RBA: Global Financial Stability Risks Could Magnify If High Inflation Persists

-- Risks to global financial stability have increased over recent months
--Global financial stability would magnify if financial conditions tighten a lot
-- Australia entering challenging global environment in strong position
--But risks to financial stability if jobless rate rises sharply, large decline housing prices
-- Small share of borrowers managed transition to variable rate loans recently
-- More timely sentiment-based measures of financial stress among households started to turn

By Sophia Rodrigues

(Sydney, October 7, 2022)—Risks to global financial stability have increased over recent months and a further substantial tightening in financial conditions should inflation persist at high levels for longer would magnify these risks, the Reserve Bank of Australia said.

In the twice-yearly Financial Stability Review publication, the RBA said that in Australia, households, firms, and banks are entering the more challenging global environment in a strong financial position but the resilience across private sector balance sheets is unevenly distributed.

“The outlook for financial stability over the coming years will hinge in large part on the ability of households and businesses to weather challenging economic conditions both in Australia and internationally, including higher interest rates, high inflation and slower growth,” the RBA said.

WARNINGS

Still, there were warnings in the review.

Higher interest rates and inflation will slow aggregate household consumption and the pace of economic growth more broadly, but the direct financial stability risks posed by vulnerable borrowers appears modest.

However, a large increase in unemployment combined with a historically large decline in housing prices would pose a more material risk to loan arrears and defaults, and therefore financial stability, the RBA said.

Currently, financial stability risks from the large stock of household debt have been mitigated by a large increase in liquidity buffers and the tight labor market since the start of the pandemic.

Another source of uncertainty is the magnitude of potential declines in asset prices, including for housing and commercial property, following the significant price increases of recent years in most markets.

One warning was on financial stress with the RBA noting that more timely sentiment-based measures of financial stress among households have started to turn.

It cited examples of:

--considerable weakening in household perceptions of their own financial situation to be around levels reached early in the pandemic.

--rise in google searches on financial stress and negative sentiment in financial news articles, which have historically borne some relationship with loan arrears.

--its own liaison program also suggests that demand for a range of social and community services - including low-cost housing and food services - has increased of late.
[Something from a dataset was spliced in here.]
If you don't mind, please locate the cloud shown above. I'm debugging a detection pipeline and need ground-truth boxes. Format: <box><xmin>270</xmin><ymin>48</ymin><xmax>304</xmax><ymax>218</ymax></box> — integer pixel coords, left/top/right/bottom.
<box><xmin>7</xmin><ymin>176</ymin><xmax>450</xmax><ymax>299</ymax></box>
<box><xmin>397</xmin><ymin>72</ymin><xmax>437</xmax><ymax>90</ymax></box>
Increases in indicators of financial stress are likely in the period ahead.

BANK STRESS TESTS

The review analysed the potential impact of higher interest rates on bank capital from a baseline scenario of cash rate peaking at 3.5% and a severe scenario of an additional 300bps over 3.5%.

But even in the severe scenario, bank capital levels are expected to remain well above regulatory minimums, though some banks would breach their regulatory buffers.

The stress testing results, however, focuses on credit risk and hasn’t accounted for the impact on banks’ capital ratios from any losses on banks’ trading and banking books due to higher interest rates.

HOUSEHOLDS REASONABLY WELL-PLACED

The RBA also analysed the impact on households from rise in interest rates broadly in line with market pricing (around 3.5%) out to the end of 2023.

In this scenario, its projections show aggregate scheduled interest and principal payments rise to a level that is roughly on par with the total payments households were making (including excess payments into offset and redraw accounts) prior to the commencement of the tightening cycle.

“This suggests that households in aggregate are reasonably well placed to adjust to a period of higher interest rates,” the RBA said.

One bright spot was the RBA noting that the small share of borrowers who recently moved to variable-rate loans at the expiry of their fixed-rate terms appeared to have managed the transition so far.